So when Jackie appeared to be too freaked out to go see if she had a mouse in her family room I paused before passing judgement. I wondered if the burglary, or rather some residing fear resulting from it, may still be floating in her mind. She assured me this was not the case and that it was just a mouse that had her nervous. Still I thought she was being silly, grabbed a broom and a flashlight. and off I went next door to investigate.


We didn’t find a mouse, a critter, or so much as a dust bunny in that family room. I looked in the laundry room, the mud room and her garage all the while with Jackie huddled behind me peeping over my shoulder. Pronouncing the place clear, we went upstairs and sat. While she was in the kitchen pouring us each a glass of wine (it’s hard work searching for mice!) I thought about how fearful she had been. I thought about how paralyzed she seemed. How incapacitated and how far removed from her normal self she’d been. I thought about how she’s lived alone for all of these years, many of them next door to me, and how I never knew her to be afraid of anything.

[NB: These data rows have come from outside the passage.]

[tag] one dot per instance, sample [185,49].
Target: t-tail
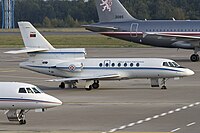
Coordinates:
[33,40]
[111,11]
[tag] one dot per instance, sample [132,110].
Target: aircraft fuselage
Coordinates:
[139,31]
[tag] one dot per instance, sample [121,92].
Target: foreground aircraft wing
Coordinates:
[85,78]
[173,35]
[26,50]
[97,28]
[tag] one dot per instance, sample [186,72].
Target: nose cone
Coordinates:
[188,72]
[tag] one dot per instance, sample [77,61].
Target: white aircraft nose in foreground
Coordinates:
[72,65]
[18,98]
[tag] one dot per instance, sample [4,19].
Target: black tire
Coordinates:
[21,122]
[62,85]
[89,89]
[164,88]
[24,121]
[194,58]
[95,85]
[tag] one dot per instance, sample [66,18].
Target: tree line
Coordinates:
[73,13]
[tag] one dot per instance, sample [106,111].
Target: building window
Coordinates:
[131,64]
[100,64]
[22,90]
[113,64]
[125,64]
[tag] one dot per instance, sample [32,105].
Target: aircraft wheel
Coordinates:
[21,122]
[194,58]
[163,87]
[90,88]
[95,85]
[62,85]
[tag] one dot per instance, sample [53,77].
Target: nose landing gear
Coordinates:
[90,86]
[194,58]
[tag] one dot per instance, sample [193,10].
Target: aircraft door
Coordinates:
[134,29]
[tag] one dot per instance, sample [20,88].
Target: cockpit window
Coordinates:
[29,90]
[176,64]
[35,90]
[22,90]
[39,90]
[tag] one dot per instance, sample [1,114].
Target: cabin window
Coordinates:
[131,64]
[125,64]
[29,90]
[165,64]
[35,90]
[113,64]
[138,64]
[22,90]
[119,64]
[45,62]
[100,64]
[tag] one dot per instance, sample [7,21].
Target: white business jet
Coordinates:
[18,98]
[72,65]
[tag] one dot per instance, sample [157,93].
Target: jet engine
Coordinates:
[70,66]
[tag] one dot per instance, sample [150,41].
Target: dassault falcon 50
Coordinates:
[72,65]
[115,21]
[18,98]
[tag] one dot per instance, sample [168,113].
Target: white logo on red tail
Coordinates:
[107,4]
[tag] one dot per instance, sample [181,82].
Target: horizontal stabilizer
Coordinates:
[85,78]
[97,28]
[27,50]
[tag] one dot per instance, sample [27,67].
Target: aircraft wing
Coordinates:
[97,28]
[26,50]
[85,78]
[172,35]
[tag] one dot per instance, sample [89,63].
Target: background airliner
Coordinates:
[116,22]
[72,65]
[18,98]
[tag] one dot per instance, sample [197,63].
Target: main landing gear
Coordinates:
[163,83]
[71,84]
[195,56]
[94,85]
[14,115]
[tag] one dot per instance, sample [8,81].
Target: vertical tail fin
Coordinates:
[112,10]
[32,38]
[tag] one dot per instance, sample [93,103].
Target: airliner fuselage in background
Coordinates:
[18,98]
[116,22]
[72,65]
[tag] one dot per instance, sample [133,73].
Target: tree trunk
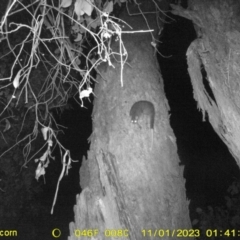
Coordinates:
[131,185]
[217,50]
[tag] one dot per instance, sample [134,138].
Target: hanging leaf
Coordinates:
[66,3]
[16,79]
[81,7]
[108,8]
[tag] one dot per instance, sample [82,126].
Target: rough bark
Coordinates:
[217,49]
[127,184]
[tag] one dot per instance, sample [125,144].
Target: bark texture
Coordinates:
[127,184]
[217,49]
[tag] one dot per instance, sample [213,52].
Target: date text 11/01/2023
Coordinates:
[192,233]
[161,233]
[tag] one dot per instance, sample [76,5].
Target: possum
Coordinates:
[141,108]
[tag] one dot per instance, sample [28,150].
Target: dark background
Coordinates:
[209,168]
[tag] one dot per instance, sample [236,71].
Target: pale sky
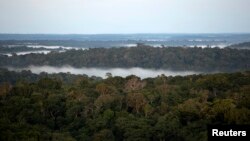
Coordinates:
[124,16]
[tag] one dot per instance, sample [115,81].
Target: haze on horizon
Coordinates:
[124,16]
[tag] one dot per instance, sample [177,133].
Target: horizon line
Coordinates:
[121,33]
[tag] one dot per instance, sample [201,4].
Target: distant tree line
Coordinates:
[174,58]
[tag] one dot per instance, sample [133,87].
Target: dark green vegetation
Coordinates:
[174,58]
[73,107]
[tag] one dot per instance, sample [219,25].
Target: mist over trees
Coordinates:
[173,58]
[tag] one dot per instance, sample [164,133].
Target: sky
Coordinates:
[124,16]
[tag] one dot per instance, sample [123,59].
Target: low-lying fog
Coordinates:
[101,72]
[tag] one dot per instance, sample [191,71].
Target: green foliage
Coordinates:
[174,58]
[73,107]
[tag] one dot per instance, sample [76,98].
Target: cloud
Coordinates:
[124,16]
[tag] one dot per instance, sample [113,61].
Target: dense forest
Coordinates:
[173,58]
[66,107]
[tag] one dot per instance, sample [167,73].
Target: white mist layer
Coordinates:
[28,52]
[101,72]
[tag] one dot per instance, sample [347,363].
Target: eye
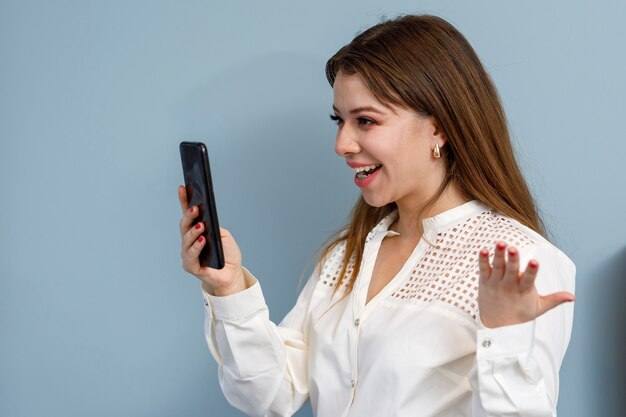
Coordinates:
[338,120]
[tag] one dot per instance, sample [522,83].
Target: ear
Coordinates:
[438,132]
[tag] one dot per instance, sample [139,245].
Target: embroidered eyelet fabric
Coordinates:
[416,348]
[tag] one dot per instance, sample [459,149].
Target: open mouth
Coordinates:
[366,171]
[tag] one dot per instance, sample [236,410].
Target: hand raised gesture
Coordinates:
[507,296]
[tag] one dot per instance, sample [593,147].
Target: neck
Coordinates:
[411,213]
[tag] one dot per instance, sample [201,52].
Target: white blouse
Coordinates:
[418,348]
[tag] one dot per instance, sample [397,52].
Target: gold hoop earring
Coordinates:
[436,151]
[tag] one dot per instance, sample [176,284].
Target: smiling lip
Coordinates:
[367,180]
[358,164]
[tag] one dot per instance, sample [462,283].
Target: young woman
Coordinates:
[428,303]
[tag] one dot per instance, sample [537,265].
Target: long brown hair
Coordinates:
[425,64]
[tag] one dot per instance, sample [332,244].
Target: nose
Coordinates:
[346,142]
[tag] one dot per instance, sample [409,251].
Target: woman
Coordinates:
[428,303]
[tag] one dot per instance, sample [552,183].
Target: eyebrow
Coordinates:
[361,109]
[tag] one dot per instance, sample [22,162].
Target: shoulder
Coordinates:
[328,269]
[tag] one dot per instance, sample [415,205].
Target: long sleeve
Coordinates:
[262,367]
[517,366]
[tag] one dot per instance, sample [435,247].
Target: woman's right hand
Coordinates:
[220,282]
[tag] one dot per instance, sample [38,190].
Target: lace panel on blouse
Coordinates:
[448,271]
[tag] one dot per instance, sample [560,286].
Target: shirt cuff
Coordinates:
[505,341]
[237,306]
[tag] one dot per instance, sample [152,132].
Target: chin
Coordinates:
[375,202]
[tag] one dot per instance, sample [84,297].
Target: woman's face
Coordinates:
[400,140]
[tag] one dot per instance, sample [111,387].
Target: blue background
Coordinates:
[96,316]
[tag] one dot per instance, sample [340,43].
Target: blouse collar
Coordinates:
[432,224]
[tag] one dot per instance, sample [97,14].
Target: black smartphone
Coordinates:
[199,187]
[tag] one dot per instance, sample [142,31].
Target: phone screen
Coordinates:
[199,187]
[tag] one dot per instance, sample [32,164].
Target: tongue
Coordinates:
[371,171]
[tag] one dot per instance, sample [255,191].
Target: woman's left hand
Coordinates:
[507,296]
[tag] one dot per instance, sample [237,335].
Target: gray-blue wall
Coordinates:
[96,316]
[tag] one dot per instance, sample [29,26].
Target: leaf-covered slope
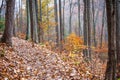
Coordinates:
[27,62]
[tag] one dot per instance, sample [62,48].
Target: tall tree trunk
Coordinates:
[89,28]
[70,16]
[28,21]
[34,32]
[9,22]
[79,24]
[1,8]
[56,21]
[111,64]
[103,24]
[61,27]
[118,36]
[40,27]
[85,51]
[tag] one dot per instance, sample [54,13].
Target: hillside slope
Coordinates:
[27,62]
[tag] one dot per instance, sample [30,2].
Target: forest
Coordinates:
[59,39]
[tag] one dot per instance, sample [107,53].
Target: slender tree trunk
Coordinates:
[70,17]
[94,29]
[28,36]
[34,32]
[9,22]
[102,30]
[1,8]
[61,27]
[79,24]
[111,64]
[89,28]
[118,36]
[56,21]
[40,27]
[85,51]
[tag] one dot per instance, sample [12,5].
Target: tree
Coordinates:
[61,27]
[33,19]
[118,36]
[87,28]
[111,64]
[28,21]
[9,23]
[56,21]
[79,18]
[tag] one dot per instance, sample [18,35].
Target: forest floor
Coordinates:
[28,61]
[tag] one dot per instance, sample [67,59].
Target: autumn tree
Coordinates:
[118,36]
[9,22]
[111,64]
[33,19]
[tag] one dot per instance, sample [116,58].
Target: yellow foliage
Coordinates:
[74,44]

I also thought about my own fears. I thought about how I like to say that very little scares me. In truth there are very few things that scare me but that doesn’t mean I don’t feel fear. I’ve been in situations, like Jackie, where I’ve felt paralyzed and afraid to face something by myself. I’ve become removed from my normal self. I’ve been nearly incapacitated. The only difference has been is that I never went out to find a man to help me get past the fear.

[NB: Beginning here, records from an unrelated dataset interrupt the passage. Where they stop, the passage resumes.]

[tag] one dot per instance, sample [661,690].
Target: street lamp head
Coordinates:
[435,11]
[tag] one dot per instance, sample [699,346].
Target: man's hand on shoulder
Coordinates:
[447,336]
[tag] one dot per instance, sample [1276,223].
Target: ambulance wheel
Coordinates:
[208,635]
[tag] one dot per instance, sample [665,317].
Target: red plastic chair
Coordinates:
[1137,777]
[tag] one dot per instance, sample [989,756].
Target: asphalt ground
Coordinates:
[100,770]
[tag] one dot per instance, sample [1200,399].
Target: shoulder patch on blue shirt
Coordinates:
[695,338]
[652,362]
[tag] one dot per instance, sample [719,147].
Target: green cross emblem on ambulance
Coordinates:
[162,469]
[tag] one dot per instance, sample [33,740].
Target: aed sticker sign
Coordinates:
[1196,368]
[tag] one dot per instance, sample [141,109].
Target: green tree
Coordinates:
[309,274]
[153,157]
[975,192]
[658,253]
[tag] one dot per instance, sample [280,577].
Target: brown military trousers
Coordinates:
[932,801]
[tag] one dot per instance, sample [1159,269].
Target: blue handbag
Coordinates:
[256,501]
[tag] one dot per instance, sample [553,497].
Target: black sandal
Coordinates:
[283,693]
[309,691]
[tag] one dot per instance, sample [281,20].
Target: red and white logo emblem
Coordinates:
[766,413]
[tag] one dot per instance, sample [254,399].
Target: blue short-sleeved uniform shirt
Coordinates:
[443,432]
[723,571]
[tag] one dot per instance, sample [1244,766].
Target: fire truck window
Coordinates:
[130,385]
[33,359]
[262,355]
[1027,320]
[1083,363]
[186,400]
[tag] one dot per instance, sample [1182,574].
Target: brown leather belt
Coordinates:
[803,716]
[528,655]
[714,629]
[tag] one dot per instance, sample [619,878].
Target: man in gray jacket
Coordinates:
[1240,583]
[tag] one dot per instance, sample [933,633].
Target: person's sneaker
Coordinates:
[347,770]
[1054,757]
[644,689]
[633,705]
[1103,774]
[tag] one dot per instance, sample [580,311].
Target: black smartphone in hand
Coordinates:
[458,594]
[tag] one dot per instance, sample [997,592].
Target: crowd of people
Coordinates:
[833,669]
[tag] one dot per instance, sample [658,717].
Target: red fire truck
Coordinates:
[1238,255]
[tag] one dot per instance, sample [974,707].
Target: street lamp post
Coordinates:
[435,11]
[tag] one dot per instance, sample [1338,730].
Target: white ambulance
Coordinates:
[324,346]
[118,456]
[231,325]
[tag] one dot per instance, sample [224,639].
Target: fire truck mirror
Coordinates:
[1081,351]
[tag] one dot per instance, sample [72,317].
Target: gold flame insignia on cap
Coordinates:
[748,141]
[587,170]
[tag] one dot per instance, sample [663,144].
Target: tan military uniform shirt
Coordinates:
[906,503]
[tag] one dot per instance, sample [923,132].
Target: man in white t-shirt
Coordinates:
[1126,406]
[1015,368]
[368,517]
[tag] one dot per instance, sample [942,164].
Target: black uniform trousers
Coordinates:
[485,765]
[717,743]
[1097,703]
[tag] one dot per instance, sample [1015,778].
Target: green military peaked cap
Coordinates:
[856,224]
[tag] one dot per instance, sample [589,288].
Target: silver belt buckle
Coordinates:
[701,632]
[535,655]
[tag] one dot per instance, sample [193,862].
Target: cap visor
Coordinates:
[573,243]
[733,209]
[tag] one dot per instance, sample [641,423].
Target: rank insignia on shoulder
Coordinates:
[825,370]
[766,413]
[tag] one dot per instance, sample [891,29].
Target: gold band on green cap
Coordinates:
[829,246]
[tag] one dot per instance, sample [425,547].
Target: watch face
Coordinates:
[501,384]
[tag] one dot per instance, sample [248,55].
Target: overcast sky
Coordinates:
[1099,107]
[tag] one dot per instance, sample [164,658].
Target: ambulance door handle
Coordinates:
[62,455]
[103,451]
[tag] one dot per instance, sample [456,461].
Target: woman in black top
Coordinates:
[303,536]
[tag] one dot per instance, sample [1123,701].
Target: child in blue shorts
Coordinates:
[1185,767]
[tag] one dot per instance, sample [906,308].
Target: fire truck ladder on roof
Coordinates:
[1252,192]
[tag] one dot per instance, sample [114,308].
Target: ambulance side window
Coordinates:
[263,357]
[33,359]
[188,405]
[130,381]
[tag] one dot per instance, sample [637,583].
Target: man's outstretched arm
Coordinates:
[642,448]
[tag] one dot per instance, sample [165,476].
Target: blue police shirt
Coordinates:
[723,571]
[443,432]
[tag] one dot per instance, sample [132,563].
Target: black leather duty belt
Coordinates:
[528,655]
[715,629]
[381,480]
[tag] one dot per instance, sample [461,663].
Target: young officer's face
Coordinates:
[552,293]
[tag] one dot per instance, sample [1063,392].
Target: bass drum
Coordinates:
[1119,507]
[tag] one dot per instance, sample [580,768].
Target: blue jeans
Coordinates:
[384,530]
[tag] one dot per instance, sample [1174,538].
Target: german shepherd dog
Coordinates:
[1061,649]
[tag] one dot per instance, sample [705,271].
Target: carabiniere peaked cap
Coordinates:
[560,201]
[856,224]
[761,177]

The difference is I make myself face the fear.

Indeed.

Friday, November 4, 2011

The Hand That Gives, Gathers....

The Hand That Gives, Gathers. I have a small piece of art containing that phrase hanging in my kitchen. It’s a reminder I have found to be helpful when I’m feeling I’ve been taken advantage of or feeling as if I’ve been “used” by someone. It also reminds me of what it really means to give … and what needs giving.




My hand does indeed give. It always has. From an early age my parents impressed upon me the christian notion of “loving thy neighbor” to the extent that I needed to do more than love them, I was to also help them if I could. I was to give of myself, give my time or share what I had if that’s what was needed. I’ve done my best to impart the same value to my own children and from all appearances I would say I’ve been successful. I believe I’ve provided them with an example of a hand that gives rather than just words in a frame hanging on a wall.



Interestingly, the less I have the more I seem to want to give. About five years ago my husband was very reckless and foolish with our money. His actions created a domino effect of declining cash resources to the point where we lost things that cannot realistically be recovered in our lifetime. We have found ourselves to be financial newlyweds in a sense and are figuratively starting over. A daunting attempt to say the least and his efforts to recover have created absences from home and family. His over compensation has divided us and there is a distance there that no amount of money will ever fill. There are needs that cannot be met with cash. Quite frankly I’d rather do without than be without his presence in our home. I rather he give than gather.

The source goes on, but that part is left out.